Transylvania history professor Melissa McEuen co-edited the book along with Thomas H. Appleton Jr., an Eastern Kentucky University history professor. Contributors include Martha Billips—who is a Transylvania graduate, English professor and associate dean for academic affairs—and alum John Paul Hill.
“As a historian of American women, I am thrilled to have worked on this volume featuring so many creative and committed women in Kentucky’s rich past,” McEuen said. “Their stories reveal not only Kentucky’s contributions to social reform, health care, politics and cultural development but also the central place of women in these endeavors. Suffrage debates, frontier myths, world’s fairs, divided families, the Civil War, the civil rights movement and numerous other subjects fill the pages of the book.”
McEuen’s essay on Nancy Newsom Mahaffey is titled “Preserving Heritage Foods in the ‘Ham Heartland.'”

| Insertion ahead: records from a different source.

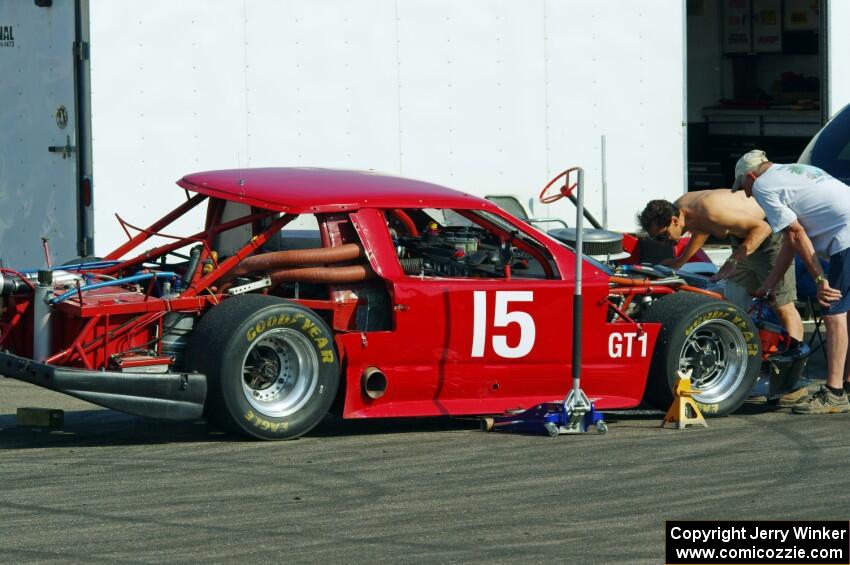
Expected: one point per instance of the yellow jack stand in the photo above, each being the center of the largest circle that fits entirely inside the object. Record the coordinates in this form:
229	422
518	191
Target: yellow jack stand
683	405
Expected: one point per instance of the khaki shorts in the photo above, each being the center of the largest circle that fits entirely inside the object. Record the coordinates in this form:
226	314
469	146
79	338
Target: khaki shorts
752	271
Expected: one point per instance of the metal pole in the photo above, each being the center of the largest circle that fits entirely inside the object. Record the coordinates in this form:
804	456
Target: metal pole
577	306
604	189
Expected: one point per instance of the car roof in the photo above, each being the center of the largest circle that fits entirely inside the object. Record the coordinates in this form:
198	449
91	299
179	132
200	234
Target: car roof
306	190
829	149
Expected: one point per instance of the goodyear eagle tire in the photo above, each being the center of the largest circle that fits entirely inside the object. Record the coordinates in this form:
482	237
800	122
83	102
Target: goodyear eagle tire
714	338
272	366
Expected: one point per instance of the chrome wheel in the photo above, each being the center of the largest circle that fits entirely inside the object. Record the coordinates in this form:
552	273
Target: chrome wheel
280	372
717	353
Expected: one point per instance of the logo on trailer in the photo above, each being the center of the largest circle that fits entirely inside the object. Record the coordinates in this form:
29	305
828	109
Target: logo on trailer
7	36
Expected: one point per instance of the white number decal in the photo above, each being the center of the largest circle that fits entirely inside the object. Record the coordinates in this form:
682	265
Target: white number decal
622	344
502	318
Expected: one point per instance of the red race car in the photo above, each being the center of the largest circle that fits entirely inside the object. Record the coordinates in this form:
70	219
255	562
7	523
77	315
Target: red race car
312	290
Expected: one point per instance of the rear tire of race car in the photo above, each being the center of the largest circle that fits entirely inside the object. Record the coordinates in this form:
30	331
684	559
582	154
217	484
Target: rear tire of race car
272	367
713	337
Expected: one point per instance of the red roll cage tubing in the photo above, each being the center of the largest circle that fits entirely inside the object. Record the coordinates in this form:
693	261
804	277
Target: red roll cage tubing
507	236
205	237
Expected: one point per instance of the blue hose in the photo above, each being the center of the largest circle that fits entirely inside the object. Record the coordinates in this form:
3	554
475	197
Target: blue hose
125	280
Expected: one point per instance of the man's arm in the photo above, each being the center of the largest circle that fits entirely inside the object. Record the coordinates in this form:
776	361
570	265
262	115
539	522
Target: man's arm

Billips, who wrote “A Writer’s Life,” said she feels “honored and privileged to have contributed an article on fiction writer Harriette Simpson Arnow. The editors have created an important volume that reflects the diverse experiences of the state’s women from the frontier period to the present. The breadth and range of the coverage will set the standard for years to come.”
Southern historian Margaret Ripley Wolfe also praised the book, saying, “This will be the publication on Kentucky women for many, many years to come. I hope that it will be adopted and used as assigned reading in all appropriate classes throughout Kentucky.”
The University of Georgia Press, which published the collection, said it “features women with well-known names as well as those whose lives and work deserve greater attention.” By including such a variety of women’s experiences, the contributors “have shaped a history of Kentucky that is both grounded and groundbreaking.”